The classification of intestinal permeability can be divided into two major categories, namely acute intestinal permeability and low-grade chronic intestinal permeability. Firstly, acute intestinal permeability is more common within a hospital setting where pathogenic bacteria trigger a change in intestinal integrity, resulting in sepsis. Acute intestinal permeability is seen in conditions such as pancreatitis and burn injuries. Whereas, low-grade chronic intestinal permeability appears to be more prominent in health conditions found within clinical practice.
A Brief History of Intestinal Permeability
The concept that pore size varies at different levels of intestine was first established in the literature during the early 1960s and collectively referred to as the ‘intestinal-pore hypothesis’. During the early 1970s research emerged surrounding the association between intestinal permeability and coeliac disease, with preliminary data suggesting that the degree of intestinal permeability correlates with the severity of coeliac disease. More recently, the mechanism of action for intestinal permeability development was discovered, strengthening the understanding of the involvement of intestinal permeability in health and disease. However, currently, Intestinal permeability is not officially recognised as a medical condition with the closest diagnosis classified as K59.9 functional intestinal disorder. Intestinal permeability may thereby be considered as an intestinal reaction in response to a stimulus and not a condition nor syndrome.
Measuring Intestinal Permeability
The simple fact is the identification and diagnosis of intestinal permeability is difficult.
Currently there is no gold standard for measuring intestinal permeability. All tests on the market have their limitations. So regardless of the method you use to measure intestinal permeability, it is always advised to incorporate symptoms and other biomarkers into the differential diagnosis.
Lactulose and Mannitol
The dual sugar test involves the oral consumption of two sugars, namely lactulose and mannitol in roughly 100-300ml of water after an overnight fast. The core principle behind the lactulose and mannitol test is the molecule size of the two sugars. When the intestinal integrity is healthy, the monosaccharide mannitol is readily absorbed while lactulose being a disaccharide remains within the intestine and is poorly absorbed. However, during a loss of intestinal integrity, the ratio of lactulose to mannitol is increased, as lactulose is able to permeate the intestinal mucosa and become present in the urine. Many of the confounding factors such as gastric emptying, renal function and intestinal transit time are controlled for when the dual sugar test is used compared to just using a disaccharide. The most common test used to assess intestinal permeability is the lactulose and mannitol urine test. This at home urine test involves collecting urine for 6 hours after an overnight fast.
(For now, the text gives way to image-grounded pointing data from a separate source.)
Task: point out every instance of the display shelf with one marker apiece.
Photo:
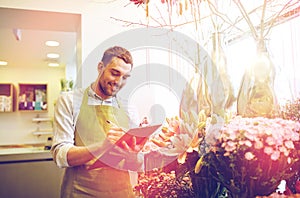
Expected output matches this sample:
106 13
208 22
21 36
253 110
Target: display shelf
32 97
7 97
45 129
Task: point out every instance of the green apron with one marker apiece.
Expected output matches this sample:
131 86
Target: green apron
105 181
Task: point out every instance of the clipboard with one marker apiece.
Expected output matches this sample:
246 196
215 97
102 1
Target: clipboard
141 133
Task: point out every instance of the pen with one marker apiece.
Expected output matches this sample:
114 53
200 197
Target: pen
114 125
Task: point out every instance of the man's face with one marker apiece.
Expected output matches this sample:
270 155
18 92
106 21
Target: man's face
112 77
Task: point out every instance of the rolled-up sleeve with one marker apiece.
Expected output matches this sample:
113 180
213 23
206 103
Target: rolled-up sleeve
64 127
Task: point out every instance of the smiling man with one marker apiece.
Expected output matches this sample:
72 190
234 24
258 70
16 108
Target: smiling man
82 133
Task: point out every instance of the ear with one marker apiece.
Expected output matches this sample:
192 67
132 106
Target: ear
100 66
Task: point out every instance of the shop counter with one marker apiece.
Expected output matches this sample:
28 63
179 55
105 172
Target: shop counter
28 171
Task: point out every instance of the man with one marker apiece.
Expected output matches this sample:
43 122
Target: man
83 132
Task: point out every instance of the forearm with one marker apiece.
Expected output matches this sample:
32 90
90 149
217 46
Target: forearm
79 155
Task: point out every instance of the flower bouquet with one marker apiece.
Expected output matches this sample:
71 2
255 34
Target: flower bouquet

Zonulin is an acute phase protein, meaning it has a relatively short half-life. So the stool zonulin is generally better when intestinal permeability is in its early stages or there is “active intestinal permeability”. The other use of the stool zonulin is in conditions that are situated in the gastrointestinal system (IBS, IBD). Unfortunately, as zonulin is released from adipose tissue someone who has a high BMI or has a metabolic like condition may have a high level of zonulin but not caused by the disassembling of the tight junctions.
So the difference between the two? The stool is more likely to give a false negative whereas the blood is more likely to give a false positive. All other tests on the market (excluding the lactulose and mannitol urine test) have insufficient evidence to use in clinical practice.